PhD scholarship: Evaluation of Interactive Systems for Music Retrieval and Analysis

The Royal School of Library and Information Science at the Faculty of Humanities at the University of Copenhagen invites applications for a PhD scholarship commencing 1 October 2013 or soon thereafter. The position is part of the Danish strategic research project CoSound.

CoSound is a strategic research project that focuses on methods and tools for an augmented audio experience and making the information actionable, i.e., enable users to interpret, organize, analyze, share, co-create, and facilitate story-telling and audio management. The project is led by the Technical University of Denmark - see this website for more information on the project and partners.

The PhD scholarship is associated to the work packages on Human-computer interactive modelling, crowd sourcing and evaluation and Music context analysis and end-use grounding, that both form integrated parts of the CoSound project. The overall purpose of the PhD project is to analyse and evaluate the automatic extraction techniques and results produced by CoSound, and to evaluate them in relation to real user needs and requirements in a music research setting. The focus should be on creating solutions for the design of personalized interaction mechanisms that can make information systems more usable and receptive to user needs by exploiting advanced interactive learning strategies and personalization (models of individuals) in combination with automatically extracted features from audio data. The project should extract representations of the user needs, and combine them with audio features based on machine learning methods from user generated feedback striving to create and evaluate improved search and navigation based on models of individual users and groups of users. The case chosen for the project is music and music research. The PhD project is truly interdisciplinary. It should rely on methods from information science, including theories of information behaviour and methods to extract representations of the user needs, and to combine them with audio features based on machine learning methods from user generated feedback, as well as for instance genre and discourse analysis and studies of rhythm, intonation/melody, and other non-semantic aspects of music, speech and sound patterns.

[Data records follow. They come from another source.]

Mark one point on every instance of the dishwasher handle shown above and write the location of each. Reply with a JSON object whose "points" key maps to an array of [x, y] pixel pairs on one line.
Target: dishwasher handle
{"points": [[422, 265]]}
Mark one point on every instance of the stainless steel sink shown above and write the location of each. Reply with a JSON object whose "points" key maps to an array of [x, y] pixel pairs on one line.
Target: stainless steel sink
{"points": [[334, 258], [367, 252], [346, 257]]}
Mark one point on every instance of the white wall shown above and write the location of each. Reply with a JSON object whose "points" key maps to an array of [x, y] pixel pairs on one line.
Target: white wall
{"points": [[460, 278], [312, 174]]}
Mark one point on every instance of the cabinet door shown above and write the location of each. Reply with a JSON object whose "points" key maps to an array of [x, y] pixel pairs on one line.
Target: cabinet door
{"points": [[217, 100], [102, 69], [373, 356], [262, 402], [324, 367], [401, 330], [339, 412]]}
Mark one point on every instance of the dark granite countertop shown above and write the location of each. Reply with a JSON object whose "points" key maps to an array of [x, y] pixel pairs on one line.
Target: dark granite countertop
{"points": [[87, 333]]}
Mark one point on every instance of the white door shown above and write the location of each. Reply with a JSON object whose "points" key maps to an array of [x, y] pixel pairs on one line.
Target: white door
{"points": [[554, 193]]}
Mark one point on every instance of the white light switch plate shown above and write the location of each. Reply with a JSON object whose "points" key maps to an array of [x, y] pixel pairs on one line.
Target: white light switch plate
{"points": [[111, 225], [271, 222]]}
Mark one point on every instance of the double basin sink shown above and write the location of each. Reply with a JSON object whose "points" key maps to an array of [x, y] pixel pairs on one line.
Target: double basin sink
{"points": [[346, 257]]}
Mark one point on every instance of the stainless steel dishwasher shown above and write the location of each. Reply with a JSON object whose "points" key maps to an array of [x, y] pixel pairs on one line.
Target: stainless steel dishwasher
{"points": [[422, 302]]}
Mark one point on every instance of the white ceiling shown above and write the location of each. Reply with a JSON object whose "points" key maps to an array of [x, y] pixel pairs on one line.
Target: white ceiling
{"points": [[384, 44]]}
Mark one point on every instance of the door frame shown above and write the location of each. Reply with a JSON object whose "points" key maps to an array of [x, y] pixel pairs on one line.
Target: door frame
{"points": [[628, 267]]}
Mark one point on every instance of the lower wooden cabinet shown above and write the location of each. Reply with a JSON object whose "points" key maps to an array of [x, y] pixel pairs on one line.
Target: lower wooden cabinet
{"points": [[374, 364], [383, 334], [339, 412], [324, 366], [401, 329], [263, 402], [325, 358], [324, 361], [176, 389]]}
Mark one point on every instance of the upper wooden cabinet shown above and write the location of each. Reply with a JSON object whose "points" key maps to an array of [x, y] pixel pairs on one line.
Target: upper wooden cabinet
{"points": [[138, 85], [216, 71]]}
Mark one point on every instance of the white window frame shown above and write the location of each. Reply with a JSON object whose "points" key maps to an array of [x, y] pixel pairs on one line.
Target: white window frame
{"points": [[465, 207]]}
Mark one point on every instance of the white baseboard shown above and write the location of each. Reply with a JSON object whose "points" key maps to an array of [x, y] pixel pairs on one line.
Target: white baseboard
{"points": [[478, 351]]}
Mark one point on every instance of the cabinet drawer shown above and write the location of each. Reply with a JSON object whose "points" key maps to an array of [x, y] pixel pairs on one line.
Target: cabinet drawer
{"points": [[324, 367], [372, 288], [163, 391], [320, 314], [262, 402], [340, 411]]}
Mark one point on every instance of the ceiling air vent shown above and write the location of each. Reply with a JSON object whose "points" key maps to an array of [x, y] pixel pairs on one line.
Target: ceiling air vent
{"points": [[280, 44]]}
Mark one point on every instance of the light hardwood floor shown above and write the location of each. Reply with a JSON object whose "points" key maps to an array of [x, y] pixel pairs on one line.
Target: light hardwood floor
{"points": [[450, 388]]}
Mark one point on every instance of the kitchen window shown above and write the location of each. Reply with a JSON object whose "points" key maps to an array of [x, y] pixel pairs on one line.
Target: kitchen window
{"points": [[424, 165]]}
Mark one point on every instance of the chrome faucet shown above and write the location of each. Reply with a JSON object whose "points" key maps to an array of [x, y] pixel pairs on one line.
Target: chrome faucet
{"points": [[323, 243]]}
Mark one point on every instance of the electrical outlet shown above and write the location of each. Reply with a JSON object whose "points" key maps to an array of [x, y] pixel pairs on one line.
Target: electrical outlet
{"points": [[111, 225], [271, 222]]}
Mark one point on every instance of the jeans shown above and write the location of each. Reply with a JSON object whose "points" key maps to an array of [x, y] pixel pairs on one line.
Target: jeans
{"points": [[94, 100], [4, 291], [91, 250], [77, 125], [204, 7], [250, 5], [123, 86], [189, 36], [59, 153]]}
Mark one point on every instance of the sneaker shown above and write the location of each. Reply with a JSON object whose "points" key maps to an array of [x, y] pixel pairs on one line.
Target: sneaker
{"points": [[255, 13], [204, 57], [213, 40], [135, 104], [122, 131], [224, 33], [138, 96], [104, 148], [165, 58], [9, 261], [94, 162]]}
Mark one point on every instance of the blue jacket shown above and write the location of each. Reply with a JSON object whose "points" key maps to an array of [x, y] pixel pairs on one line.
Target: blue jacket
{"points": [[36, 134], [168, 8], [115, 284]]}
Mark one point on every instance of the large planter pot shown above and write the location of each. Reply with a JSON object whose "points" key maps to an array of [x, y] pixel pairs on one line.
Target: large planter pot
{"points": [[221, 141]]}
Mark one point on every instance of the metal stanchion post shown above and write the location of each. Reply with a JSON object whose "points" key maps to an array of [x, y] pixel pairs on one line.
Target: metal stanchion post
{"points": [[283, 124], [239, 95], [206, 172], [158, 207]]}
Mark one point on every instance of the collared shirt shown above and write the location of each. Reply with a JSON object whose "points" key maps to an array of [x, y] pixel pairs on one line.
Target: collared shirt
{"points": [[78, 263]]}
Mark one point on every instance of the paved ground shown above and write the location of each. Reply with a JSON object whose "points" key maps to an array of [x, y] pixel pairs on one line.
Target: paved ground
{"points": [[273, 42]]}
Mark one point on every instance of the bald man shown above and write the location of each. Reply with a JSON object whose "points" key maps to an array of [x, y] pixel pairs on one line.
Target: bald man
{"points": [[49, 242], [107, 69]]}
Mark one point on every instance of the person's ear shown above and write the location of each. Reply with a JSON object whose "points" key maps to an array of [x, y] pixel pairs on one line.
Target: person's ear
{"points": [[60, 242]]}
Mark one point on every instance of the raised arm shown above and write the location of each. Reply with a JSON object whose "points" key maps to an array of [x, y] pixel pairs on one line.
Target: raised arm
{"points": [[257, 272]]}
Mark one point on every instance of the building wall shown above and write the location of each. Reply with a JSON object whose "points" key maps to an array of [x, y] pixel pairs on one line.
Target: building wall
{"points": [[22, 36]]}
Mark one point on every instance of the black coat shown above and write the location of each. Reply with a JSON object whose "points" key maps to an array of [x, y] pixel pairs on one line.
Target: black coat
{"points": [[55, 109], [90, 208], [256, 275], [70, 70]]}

The application should include a proposal outlining the overall aims and methodology of the PhD project as well as a time-plan. Follow the link for more information. Furthermore, it is expected that the candidates hold a Master´s degree or equivalent in a field relevant to information science and/or cultural studies. Programming experience, especially in interaction design and programming interfaces is a strong advantage. Experience in carrying out empirical studies is also an advantage. Fluency in English is required.
The project proposal is expected to focus on the themes outlined above in the description of the CoSound project and work packages.

For further information on the CoSound research project, please contact Associate Professor Birger Larsen (ftm448@iva.ku.dk) or Associate Professor Morten Michelsen (momich@hum.ku.dk).

For further information on the PhD programme at the Royal School of Library and Information Science, please contact PhD coordinator, Hans Dam Christensen (jbg621@iva.ku.dk).

The application deadline is August 1, 2013.